Nov 5, 2025 / admin / Categories: Used before category names. Keamanan Global

WARGA PALESTINA KELAPARAN DI GAZA

Berita terkini tentang Palestina – kisah nyata penderitaan warga Palestina yang masih bertahan hidup di tengah reruntuhan dan kelaparan Gaza.

Laporan Langsung dari Gaza – Catatan Seorang Reporter

Langit Gaza pagi itu tampak kusam, seolah ikut berduka. Asap mengepul dari bangunan yang tinggal puing. Di antara reruntuhan, seorang bocah kecil duduk memeluk ibunya yang tampak lemah. Bau debu bercampur asap memenuhi udara, menyesakkan dada siapa pun yang menghirupnya.

Saya berdiri di sana, mencoba merekam setiap detik dengan mata kepala sendiri. Begitulah kenyataan hidup warga Palestina hari ini: mereka tak lagi bicara tentang kenyamanan atau keamanan, yang mereka pikirkan hanya bagaimana bisa bertahan sampai esok tiba.

Di salah satu jalan yang porak-poranda, beberapa relawan tampak membagikan roti kering. Anak-anak mengantre dengan wajah pucat, sebagian tanpa alas kaki. Seorang ibu mendekat dan berkata lirih, “Kami tidak tahu kapan makanan berikutnya datang.”
Kalimat itu menancap begitu dalam. Saya tidak tahu harus menjawab apa, selain menunduk dan menahan napas.
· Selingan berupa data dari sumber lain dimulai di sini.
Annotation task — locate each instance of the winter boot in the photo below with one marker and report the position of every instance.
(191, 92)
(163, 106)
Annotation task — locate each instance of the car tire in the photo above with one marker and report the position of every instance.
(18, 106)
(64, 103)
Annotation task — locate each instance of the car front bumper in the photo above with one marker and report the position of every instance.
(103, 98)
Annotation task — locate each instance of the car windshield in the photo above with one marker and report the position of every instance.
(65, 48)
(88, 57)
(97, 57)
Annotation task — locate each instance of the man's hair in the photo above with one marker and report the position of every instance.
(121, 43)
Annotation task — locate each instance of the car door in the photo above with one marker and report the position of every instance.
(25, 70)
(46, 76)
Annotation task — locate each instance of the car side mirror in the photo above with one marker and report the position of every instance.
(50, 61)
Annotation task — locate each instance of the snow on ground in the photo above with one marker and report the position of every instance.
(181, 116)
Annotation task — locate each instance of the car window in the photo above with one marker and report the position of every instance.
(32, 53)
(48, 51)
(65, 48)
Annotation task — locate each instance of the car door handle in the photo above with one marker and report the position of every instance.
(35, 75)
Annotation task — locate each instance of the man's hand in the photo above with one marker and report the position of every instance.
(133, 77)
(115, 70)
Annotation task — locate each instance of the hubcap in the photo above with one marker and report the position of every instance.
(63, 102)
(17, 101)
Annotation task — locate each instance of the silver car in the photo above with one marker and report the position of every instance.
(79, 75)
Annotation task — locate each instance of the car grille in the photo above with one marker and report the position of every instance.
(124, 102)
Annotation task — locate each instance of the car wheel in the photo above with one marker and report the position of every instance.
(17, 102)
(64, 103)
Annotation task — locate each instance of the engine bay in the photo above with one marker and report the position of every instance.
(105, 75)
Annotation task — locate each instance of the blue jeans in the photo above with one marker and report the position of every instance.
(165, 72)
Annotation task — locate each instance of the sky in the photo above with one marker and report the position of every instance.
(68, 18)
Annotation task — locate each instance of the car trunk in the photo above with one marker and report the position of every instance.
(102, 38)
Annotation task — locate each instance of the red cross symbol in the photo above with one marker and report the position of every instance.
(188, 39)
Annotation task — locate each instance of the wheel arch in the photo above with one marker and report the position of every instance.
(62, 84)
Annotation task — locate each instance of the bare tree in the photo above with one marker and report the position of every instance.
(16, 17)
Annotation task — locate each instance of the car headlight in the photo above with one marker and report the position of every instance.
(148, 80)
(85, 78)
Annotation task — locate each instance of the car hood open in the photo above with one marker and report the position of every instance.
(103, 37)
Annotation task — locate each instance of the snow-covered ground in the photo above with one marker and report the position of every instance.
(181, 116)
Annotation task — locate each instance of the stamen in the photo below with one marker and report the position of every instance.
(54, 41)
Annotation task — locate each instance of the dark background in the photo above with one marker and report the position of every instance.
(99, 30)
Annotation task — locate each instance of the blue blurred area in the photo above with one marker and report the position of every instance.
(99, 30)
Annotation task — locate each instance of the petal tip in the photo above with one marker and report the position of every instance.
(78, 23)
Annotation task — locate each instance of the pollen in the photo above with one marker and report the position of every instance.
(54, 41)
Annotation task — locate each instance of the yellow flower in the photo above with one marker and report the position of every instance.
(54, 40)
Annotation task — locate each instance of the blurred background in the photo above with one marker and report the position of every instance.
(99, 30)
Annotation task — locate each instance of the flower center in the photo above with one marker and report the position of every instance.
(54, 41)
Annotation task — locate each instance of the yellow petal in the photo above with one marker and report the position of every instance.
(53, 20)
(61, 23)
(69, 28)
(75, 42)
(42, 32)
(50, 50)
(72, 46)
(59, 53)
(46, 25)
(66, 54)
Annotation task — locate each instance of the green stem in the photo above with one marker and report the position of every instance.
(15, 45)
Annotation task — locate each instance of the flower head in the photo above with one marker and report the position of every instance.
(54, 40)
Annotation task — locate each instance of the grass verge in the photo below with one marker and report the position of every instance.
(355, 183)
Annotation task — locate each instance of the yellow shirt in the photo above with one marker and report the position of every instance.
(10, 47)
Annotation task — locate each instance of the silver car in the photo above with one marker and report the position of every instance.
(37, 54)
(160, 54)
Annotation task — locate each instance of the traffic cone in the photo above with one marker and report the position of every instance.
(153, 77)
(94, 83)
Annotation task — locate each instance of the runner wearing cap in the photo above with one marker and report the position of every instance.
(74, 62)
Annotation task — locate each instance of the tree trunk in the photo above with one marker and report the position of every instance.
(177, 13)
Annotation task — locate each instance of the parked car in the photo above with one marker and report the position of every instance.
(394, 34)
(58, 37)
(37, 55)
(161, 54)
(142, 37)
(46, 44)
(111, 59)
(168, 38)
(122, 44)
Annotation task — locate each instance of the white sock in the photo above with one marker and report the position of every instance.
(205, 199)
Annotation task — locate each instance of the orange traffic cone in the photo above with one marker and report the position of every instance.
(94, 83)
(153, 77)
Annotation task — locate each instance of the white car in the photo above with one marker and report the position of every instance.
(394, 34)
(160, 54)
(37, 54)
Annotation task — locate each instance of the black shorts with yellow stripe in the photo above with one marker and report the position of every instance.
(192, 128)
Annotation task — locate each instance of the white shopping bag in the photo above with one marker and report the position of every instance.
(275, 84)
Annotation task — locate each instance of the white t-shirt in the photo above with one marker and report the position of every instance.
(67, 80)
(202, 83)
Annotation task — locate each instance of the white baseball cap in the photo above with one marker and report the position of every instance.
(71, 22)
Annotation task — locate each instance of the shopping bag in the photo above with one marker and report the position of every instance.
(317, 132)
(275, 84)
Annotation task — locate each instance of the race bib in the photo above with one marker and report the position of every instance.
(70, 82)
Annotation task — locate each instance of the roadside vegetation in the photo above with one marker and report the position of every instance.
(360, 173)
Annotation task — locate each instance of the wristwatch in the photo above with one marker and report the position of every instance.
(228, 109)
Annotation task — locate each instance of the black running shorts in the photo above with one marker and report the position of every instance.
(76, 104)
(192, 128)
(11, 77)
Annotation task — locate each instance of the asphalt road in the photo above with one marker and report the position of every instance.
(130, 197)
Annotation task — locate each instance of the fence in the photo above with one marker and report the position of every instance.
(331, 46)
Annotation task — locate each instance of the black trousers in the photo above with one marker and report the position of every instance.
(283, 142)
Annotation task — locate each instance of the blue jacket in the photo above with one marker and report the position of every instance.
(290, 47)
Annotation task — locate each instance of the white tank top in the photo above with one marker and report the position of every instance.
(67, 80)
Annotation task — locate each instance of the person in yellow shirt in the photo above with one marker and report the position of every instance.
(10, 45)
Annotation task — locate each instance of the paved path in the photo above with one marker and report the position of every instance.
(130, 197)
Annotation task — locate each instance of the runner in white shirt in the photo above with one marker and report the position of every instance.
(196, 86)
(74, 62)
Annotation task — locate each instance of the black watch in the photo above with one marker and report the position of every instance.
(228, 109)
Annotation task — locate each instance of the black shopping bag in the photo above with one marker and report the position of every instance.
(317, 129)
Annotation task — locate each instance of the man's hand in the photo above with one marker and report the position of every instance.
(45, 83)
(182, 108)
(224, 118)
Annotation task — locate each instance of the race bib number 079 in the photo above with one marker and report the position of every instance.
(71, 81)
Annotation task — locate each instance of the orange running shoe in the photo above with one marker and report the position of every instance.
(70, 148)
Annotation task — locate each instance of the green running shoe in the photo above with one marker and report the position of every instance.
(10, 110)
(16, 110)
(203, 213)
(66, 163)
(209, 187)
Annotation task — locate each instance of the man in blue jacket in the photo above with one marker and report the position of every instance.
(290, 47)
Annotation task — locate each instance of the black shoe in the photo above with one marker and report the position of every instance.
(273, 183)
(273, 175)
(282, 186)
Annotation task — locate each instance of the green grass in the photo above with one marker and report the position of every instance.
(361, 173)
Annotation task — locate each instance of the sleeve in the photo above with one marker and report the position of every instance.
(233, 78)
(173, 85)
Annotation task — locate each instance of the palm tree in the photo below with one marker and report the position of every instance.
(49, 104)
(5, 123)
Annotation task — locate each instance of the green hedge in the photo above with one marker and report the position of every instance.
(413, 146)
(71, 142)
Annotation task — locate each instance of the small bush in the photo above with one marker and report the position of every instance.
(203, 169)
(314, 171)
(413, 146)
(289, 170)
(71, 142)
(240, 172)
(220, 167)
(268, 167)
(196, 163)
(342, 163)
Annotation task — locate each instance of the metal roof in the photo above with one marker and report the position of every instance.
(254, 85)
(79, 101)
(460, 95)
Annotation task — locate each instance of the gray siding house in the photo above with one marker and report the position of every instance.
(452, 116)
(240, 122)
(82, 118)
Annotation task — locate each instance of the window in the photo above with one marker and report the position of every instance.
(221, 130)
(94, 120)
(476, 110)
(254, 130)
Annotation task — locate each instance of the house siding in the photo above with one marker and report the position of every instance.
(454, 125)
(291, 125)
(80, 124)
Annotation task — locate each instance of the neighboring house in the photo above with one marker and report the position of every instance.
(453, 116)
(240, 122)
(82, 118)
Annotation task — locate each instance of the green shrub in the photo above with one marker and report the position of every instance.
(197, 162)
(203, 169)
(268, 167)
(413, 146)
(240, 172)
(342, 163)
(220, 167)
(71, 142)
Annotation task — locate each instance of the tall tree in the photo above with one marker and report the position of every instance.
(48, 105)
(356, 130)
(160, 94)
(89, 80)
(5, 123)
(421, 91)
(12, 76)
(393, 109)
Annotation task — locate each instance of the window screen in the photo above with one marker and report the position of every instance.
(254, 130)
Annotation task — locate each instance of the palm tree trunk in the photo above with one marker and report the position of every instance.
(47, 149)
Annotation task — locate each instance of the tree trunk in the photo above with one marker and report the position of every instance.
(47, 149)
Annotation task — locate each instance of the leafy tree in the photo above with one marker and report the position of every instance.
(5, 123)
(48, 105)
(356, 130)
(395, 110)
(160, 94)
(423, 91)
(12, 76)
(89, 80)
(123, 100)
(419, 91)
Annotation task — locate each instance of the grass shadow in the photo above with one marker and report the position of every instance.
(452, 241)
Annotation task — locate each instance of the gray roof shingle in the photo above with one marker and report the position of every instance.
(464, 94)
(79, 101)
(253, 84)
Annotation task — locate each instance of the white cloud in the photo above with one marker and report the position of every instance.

Persediaan Makanan Menipis, Harapan pun Mulai Luntur

Sejak jalur bantuan tertutup karena konflik berkepanjangan, warga Palestina di Gaza hidup dalam kondisi yang sulit dibayangkan. Listrik nyaris tak pernah menyala, air bersih harus dijatah, dan bahan makanan semakin langka. Mereka yang dulu hidup sederhana kini berjuang untuk sekeping roti dan setetes air.

Di tenda-tenda darurat yang berdiri di atas tanah berdebu, satu panci sup encer bisa dibagi untuk seluruh keluarga. Banyak orang tua memilih menahan lapar agar anak mereka bisa makan sedikit nasi. “Kami sudah terbiasa lapar,” ujar seorang pria setengah baya dengan senyum tipis.
Senyum itu bukan bahagia — hanya cara sederhana menutupi luka yang sudah terlalu dalam.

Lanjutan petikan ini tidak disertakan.